Dashboards from day one: latency per phase, TTFT and TPOT per model, cost per feature with anomaly detection, error rate per LLM type, sampled quality per dimension, guardrail blocks per type, the three cross-layer correlations (quality vs retrieval, cost vs iterations, prompt tokens vs completeness).

With this set, the system is observable. Lacking any of these pieces, the system appears observable without being so.

Closing

The observability of AI systems is a discipline still taking shape. There is not yet a decade of refined practices comparable to those available for web services. What is available is a partial map, a set of emerging patterns, and a tooling ecosystem that changes every quarter. Against that volatility, the most useful thing is to understand the problems each layer solves and how they intersect.

Three operational principles:

Without measuring cost per feature, the system operates blind. The monthly bill is not a metric, it is a delayed punishment. Cost must be treated as a real-time, attributable, alertable dimension, on equal footing with latency and errors.

Without separating quality from latency as independent metrics, claiming the system works has no foundation. A 200 OK is not success in AI. A fast response can be a bad response. Without a continuous evaluation system with its own dashboard, what is measured is server availability, not product functionality.

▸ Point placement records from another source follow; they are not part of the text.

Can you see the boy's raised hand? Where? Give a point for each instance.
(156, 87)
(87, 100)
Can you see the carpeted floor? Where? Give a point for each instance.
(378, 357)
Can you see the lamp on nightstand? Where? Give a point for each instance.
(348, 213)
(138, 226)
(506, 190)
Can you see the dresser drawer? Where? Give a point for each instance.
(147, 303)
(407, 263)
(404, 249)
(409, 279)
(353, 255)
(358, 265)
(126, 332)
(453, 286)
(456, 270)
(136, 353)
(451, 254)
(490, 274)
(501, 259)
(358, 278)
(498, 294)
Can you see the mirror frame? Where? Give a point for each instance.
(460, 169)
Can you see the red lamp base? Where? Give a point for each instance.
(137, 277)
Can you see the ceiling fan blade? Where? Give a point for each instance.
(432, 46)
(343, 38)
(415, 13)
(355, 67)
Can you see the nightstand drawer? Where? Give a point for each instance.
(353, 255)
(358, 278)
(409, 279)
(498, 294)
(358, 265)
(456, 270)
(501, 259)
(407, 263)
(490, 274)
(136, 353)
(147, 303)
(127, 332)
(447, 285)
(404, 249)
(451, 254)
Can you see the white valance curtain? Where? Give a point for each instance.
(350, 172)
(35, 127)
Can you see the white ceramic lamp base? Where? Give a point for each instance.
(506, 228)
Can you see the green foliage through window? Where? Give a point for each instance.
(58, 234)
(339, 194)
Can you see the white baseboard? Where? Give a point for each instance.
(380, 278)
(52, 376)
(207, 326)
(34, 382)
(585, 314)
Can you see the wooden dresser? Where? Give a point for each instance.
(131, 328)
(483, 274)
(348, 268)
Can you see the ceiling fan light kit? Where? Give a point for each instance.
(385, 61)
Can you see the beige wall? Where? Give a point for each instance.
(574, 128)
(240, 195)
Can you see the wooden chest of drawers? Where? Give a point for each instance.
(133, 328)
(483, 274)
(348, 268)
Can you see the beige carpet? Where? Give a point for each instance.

Without tracing each agent iteration with its nested tool calls, there is no real understanding of the system. Runaway agents, sub-agents that consume the budget, chains of tool calls that fail silently: all these problems are invisible without hierarchical instrumentation. And all of them translate into cost or reputational loss.

The ideal observability system for an AI application is not the one with the most metrics or the most expensive. It is the one that spans the five layers and their correlations at once and allows answering, in less than five minutes, the questions that matter: why a response is bad, what it cost, which documents support it, whether the agent behaved as expected, whether there were attack attempts. When the observability system fails to answer these questions, the problem lies not in the tool but in the underlying conceptual model.